Amara’s heart stopped, but she didn’t hesitate.

Throwing her door open, she sprinted down the corridor. Myles’s voice rang out from further down the hall. “Oi! What’s happened?”

But Amara didn’t stop.

She tore through the stairwell, slippers barely keeping up with her as she burst through the back doors of the keep.

“Daisy!” she called, dropping to her knees in the dirt.

The little girl looked up at her, cheeks streaked with tears. “I tripped — the stone —”
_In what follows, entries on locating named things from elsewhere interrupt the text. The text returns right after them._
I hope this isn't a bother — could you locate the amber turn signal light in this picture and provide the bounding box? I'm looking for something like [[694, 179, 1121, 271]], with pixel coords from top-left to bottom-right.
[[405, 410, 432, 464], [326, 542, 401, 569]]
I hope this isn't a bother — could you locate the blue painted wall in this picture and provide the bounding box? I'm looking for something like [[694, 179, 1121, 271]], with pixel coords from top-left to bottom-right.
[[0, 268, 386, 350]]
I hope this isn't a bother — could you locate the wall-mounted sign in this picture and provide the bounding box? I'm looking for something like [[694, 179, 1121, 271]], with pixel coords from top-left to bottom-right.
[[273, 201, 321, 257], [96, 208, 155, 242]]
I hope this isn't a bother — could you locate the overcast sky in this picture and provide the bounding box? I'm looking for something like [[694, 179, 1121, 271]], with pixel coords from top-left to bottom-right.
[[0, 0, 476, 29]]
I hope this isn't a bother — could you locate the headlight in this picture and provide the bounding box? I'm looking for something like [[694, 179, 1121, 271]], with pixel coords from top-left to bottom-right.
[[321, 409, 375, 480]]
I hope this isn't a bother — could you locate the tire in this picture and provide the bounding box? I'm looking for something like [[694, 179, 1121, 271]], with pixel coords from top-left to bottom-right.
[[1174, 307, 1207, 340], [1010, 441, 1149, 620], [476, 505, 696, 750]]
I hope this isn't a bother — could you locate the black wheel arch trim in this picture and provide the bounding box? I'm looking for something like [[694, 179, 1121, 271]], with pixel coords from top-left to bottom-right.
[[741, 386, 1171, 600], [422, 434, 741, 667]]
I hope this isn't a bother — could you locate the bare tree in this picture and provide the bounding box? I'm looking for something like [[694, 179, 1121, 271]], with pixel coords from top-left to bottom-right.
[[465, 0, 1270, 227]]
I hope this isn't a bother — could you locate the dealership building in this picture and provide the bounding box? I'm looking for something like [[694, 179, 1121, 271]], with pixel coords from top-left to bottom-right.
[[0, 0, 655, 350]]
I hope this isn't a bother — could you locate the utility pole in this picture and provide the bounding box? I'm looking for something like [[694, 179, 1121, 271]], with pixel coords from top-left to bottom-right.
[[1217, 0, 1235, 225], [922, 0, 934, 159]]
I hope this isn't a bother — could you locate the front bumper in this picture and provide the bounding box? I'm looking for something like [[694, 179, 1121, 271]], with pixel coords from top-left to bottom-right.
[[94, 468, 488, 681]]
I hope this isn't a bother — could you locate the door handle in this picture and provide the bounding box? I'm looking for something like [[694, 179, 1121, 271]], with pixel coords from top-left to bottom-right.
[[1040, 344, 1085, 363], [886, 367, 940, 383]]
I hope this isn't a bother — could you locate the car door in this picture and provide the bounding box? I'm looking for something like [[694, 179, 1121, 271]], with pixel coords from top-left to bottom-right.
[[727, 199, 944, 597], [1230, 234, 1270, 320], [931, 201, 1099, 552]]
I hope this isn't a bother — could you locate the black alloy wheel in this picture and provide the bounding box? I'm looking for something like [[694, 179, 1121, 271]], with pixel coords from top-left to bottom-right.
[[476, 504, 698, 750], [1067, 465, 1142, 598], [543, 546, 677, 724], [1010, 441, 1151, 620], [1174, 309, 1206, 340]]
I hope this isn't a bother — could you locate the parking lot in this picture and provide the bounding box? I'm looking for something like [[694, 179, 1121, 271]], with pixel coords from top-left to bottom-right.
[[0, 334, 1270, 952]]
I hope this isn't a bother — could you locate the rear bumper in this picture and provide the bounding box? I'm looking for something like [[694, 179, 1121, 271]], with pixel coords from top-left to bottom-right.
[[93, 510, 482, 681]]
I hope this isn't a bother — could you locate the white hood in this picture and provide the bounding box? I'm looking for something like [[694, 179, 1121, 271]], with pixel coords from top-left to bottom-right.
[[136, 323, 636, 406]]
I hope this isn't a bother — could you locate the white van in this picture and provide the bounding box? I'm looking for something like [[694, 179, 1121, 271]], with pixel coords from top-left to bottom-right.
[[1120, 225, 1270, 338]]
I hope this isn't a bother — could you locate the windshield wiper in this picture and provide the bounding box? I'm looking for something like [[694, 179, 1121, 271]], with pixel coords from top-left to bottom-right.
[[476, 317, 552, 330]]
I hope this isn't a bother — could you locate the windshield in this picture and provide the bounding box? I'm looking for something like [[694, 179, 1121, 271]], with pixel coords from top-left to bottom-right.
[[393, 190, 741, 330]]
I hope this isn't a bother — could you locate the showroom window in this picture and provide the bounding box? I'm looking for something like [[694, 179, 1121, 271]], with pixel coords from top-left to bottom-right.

“Where does it hurt?” Amara asked, already wrapping her arms around the girl.

“Me leg, right here, and me head — here!” the girl wailed, and pointed to her bright red leg and then to her temple.

“All right, I’ve got ye now, lass. Let me see.”

She pulled Daisy into her lap and examined the leg first. A bruise had already bloomed beneath the skin near her shin.

Nay blood, nay break, thank Christ.

“We’re going to the healer,” Amara said, gathering the girl into her arms. “Hold on tight."

Daisy sniffled and wrapped her arms around Amara’s neck. “Daenae leave me.”

“Never, lass.”

Amara carried her through the keep, ignoring the startled looks from passing guards and maids. The healer’s chamber was just off the main hall, tucked behind a set of double doors that looked more decorative than functional.

She kicked them open.

The old healer looked up from his bench, unimpressed.

“She’s hurt,” Amara said.

He frowned. “Aye? Doesnae look too —”

“She is the laird’s daughter!”

That did it.

The man straightened, looking at the child once more, and then started to apologize profusely. His entire posture shifting into something far more useful. “Right. Let’s have a look.”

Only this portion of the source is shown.